Member of the Supreme Council of the Pridnestrovian Moldavian Republic
- In office 1990–2005

Member of the Supreme Soviet of the Moldavian Soviet Socialist Republic
- In office April 1990 – 1993

Personal details
- Born: Vladimir Markovich Rilyakov 7 July 1947 (age 78) Tiraspol, Moldavian SSR, Soviet Union
- Party: Communist Party of the Soviet Union (until 1989) Pridnestrovian Republican Party (2007–2010) Republican Social-Patriotic Party (since 2010)
- Occupation: Politician

= Vladimir Rilyakov =

Transnistrian politician

Vladimir Markovich Rilyakov (Владимир Маркович Рыляков; born 7 July 1947) is a Transnistrian politician. He was a member of the Supreme Soviet of the Moldavian Soviet Socialist Republic from 1990 to 1993 and a member of the Supreme Council of the Pridnestrovian Moldavian Republic from 1990 to 2005.

== Early career ==

Vladimir Markovich Rilyakov was born on 7 July 1947 in Tiraspol, Moldavian SSR, Soviet Union. Rilyakov worked at the Elektromash Electronics Concern factory from 1969 to 1990 in various roles and leaders positions. Among those positions, he was the senior foreman and later the head of the workshop and production. While working, he attended the Zaporizhzhia Industrial Technical School from which he graduated in 1984. During perestroika, Rilyakov was the secretary of the factory's communist party committee.

== Political career ==

On 11 August 1989, Rilyakov became the co-chairman of the Tiraspol United Council of Labor Collectives (OSTK), an organization that opposed Moldovan unification with Romania. The Tiraspol OSTK claimed that such unification would lead to the nationality-based discrimination of Moldovan workers, and the organization organized strikes in regions of the Moldavian SSR east of the Dniester river. For Rilyakov's role in establishing the Tiraspol OSTK, he was expelled from the Communist Party of the Soviet Union. After the Supreme Soviet of the Moldavian SSR legalized Moldovan (Romanian) as a state language, Rilyakov led a protest march in Gagauzia.

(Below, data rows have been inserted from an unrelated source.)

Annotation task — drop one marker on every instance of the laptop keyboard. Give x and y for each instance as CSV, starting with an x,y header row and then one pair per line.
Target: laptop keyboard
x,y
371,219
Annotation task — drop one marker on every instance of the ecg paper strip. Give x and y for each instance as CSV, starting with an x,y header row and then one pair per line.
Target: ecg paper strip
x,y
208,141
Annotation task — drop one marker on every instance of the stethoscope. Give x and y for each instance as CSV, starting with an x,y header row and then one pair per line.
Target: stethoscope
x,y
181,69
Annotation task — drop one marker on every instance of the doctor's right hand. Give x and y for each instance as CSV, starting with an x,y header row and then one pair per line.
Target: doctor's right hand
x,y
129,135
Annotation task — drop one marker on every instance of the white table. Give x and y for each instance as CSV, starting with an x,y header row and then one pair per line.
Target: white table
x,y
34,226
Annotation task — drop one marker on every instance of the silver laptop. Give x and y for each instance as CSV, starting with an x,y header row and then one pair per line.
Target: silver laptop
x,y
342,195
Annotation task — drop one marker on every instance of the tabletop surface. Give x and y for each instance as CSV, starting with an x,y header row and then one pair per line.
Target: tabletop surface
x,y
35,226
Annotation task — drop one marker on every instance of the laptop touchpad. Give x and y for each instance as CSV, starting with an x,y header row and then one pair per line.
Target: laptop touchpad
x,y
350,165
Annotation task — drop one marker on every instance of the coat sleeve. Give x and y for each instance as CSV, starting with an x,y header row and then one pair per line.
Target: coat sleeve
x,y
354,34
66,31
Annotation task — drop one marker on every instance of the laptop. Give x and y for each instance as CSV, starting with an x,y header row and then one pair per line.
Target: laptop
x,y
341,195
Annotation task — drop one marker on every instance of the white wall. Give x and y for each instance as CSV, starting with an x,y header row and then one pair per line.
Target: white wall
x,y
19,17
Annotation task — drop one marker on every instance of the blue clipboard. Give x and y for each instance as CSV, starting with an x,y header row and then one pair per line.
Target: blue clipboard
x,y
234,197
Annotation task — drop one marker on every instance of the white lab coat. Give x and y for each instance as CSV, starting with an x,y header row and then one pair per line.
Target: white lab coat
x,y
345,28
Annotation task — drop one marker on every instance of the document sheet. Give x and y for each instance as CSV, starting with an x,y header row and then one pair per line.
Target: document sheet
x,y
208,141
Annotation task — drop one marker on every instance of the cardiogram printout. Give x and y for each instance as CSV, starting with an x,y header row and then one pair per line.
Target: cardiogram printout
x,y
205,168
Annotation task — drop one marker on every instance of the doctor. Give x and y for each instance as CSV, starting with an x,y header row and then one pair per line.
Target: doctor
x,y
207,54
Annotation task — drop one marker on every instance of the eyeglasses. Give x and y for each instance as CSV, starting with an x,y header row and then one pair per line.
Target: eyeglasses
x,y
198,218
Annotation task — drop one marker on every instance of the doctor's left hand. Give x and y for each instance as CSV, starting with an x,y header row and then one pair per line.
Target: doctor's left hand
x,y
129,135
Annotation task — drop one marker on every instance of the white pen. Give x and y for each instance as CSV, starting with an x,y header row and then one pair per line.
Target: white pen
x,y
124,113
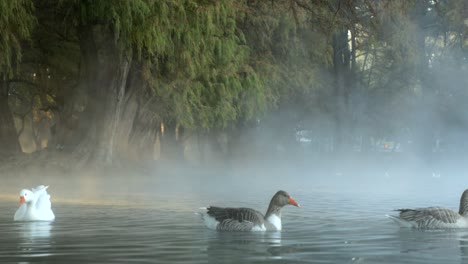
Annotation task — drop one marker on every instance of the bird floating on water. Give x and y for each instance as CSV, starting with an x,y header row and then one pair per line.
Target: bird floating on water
x,y
246,219
35,205
435,217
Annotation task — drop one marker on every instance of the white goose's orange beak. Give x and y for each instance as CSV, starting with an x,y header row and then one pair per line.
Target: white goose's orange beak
x,y
293,202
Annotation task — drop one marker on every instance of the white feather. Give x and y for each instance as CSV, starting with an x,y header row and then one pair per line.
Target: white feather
x,y
210,221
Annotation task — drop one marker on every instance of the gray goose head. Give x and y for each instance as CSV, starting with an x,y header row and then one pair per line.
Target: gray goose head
x,y
279,200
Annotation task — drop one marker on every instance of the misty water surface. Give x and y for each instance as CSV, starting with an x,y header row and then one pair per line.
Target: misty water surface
x,y
154,220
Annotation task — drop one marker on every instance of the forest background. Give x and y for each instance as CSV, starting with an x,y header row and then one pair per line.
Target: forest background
x,y
205,82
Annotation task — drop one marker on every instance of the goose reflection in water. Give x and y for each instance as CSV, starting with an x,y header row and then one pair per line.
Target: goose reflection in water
x,y
35,239
233,247
35,229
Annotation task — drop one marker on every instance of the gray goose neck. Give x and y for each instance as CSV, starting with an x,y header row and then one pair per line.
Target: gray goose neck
x,y
464,204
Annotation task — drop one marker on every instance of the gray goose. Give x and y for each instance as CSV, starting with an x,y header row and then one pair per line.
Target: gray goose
x,y
246,219
435,217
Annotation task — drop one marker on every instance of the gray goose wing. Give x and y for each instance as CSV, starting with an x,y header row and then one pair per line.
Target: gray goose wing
x,y
429,217
235,219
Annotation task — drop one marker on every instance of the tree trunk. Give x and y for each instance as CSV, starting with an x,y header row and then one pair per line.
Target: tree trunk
x,y
9,143
341,63
103,77
171,144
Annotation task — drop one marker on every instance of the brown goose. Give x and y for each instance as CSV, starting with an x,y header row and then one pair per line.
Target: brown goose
x,y
435,217
246,219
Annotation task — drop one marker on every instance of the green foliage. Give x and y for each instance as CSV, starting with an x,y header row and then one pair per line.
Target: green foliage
x,y
206,80
17,21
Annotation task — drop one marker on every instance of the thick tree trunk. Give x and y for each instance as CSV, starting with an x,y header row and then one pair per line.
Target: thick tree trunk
x,y
9,143
103,77
138,128
341,63
171,144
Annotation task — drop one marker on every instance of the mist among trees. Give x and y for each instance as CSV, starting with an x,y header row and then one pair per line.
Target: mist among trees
x,y
201,81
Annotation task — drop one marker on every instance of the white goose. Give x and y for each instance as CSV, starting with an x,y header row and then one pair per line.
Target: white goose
x,y
246,219
35,205
435,217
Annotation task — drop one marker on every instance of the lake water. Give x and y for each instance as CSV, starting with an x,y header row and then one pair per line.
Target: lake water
x,y
334,224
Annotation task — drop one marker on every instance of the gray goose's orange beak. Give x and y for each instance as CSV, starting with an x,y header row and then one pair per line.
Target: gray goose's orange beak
x,y
291,201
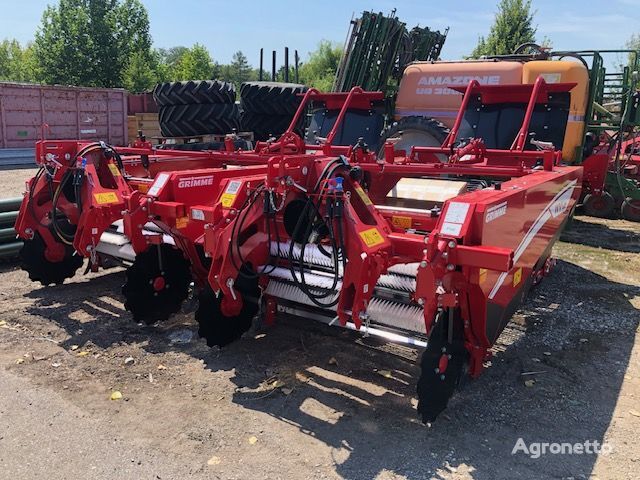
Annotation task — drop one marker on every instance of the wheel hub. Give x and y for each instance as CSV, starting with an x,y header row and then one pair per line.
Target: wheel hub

In April 1990, Rilyakov was elected as a member of the Tiraspol city council, a member of the Tiraspol Council of People's Deputies, and as a member of the Supreme Soviet of the Moldavian SSR. From 1990 to 1992, he was the chairman of the Supreme Soviet's committee for defense and security. He served as the acting chairman of the Tiraspol city council from 1991 to 1992, and as chairman of the Tiraspol Council of People's Deputies from 1992 to 1995. When the Pridnestrovian Moldavian Republic (Transnistria) declared independence in 1990, Rilyakov became a member of the Supreme Council of Transnistria. In July 1995, President Igor Smirnov appointed Rilyakov as Deputy Minister of the Economy and Material Resources of the Transnistria and as the head of the Department of Foreign Economic Activity. He became the chairman of the State Committee for Foreign Economic Relations on 26 February 1997.

Rilyakov ended his tenure as a member of the Supreme Council of Transnistria in 2005. In 2006, he became the leader of the Transnistrian-German Union of Writers. In February 2007, he became the leader of the Pridnestrovian Republican Party. The party merged into the Republican Social-Patriotic Party in January 2010.

== Awards and decorations ==

In 2000, Rilyakov was awarded the Order for Personal Courage. In 2015, Gagauzia governor Mihail Formuzal awarded Rilyakov the Order of Gagauzia for having led the 1990 protest march in the region. In 2022, Transnistrian president Vadim Krasnoselsky awarded Rilyakov the Order of Friendship.